As R. Scott Moxley observes at the end of his dissection of Dana Parsons' attempt to slap a coat of whitewash on the lazy and error-filled reporting of the Haidl rape case Parsons has filled his L.A. Times column with, the Times has a new slogan for its Orange County advertising: Now More Than Ever. As Scott notes, it's a recycled slogan– Now More Than Ever was the slogan for Richard Nixon's 1972 reelection campaign. “The paper craves conservative readers,” Scott explains. True, but I wonder if that really is the reason for the new slogan.
The powers that be at the Times would have to be awfully stupid to think a little touch of Nixon would endear the paper to those Orange Countians, who are– as Donald Rumsfeld would put it– Nixon loyalists and deadenders. After all, they can get all the news they need from the Register or the radio rantings of the Nixon-worshiping Hugh Hewitt. So, while I would never wish to underestimate the stupidity to be found in the executive suites of the Times, I think it's worthwhile to look for an alternative explanation.
Now More Than Ever goes back much further than the CREEP-y days of '72. Almost as soon as the Nixon campaign trotted out the slogan, journalist Renata Adler pointed out that it's the first half of a very famous line of poetry. The fifth line of the sixth stanza of John Keats' Ode to a Nightingale, a poem practically ever American highschool student is forced to read, is “Now more than ever seems it rich to die”. Given the amount of death, destruction, and general mayhem of the Nixon years, the resonance the line has as an election slogan for the Pride of Yorba Linda™ is obvious. But what resonance can the line have for the Times?

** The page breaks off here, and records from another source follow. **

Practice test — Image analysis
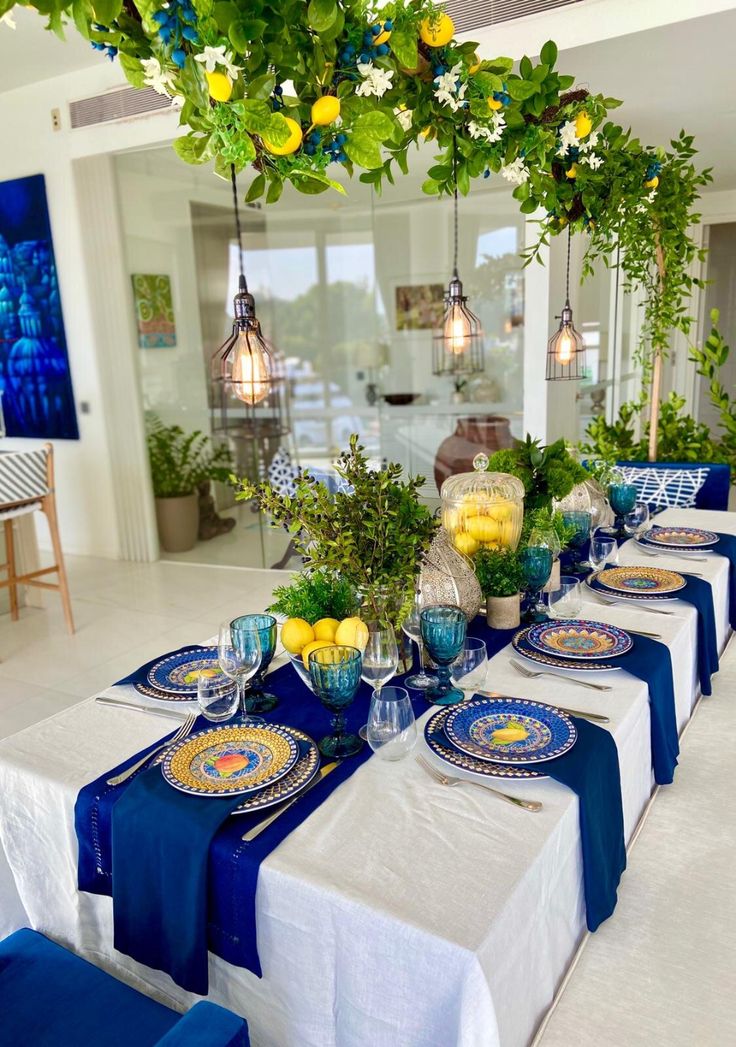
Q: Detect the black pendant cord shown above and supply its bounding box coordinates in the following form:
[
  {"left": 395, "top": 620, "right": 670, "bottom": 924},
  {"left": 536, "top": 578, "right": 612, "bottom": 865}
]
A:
[{"left": 230, "top": 163, "right": 248, "bottom": 291}]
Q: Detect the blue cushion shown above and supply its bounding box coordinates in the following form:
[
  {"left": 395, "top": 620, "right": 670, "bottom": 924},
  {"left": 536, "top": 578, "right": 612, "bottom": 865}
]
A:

Perhaps it's a cry for help: “Now more the ever seems it rich to die,/To cease upon the midnight with no pain”. Maybe worry over the paper's declining ad revenue and declining circulation, has reduced the Times to being, at least on a subconscious level, “half in love with easeful Death”, as Keats puts it. If so, the Timesfolk should buck up. The Times is still a useful newspaper. Occasionally, it's even an exciting paper to read, albeit “exciting” in the same way I.F. Stone considered the Washington Post exciting. (The great muckracking journalist I.F. Stone said the Post was an exciting read, “because you never know on what page you would find a page-one story.”) Though for the most part, of course, reading the Times induces, to stick with Keats, “a drowsy numbness”. But even that could be positive– the Times could promote itself as a safe alternative to prescription sleep medicine. “Reading the Times“, the new slogan could read, “as effective as Ambien, but non-habit forming”. It makes as much sense as trying to attract new readers by regurgitating an old bit of Nixonia.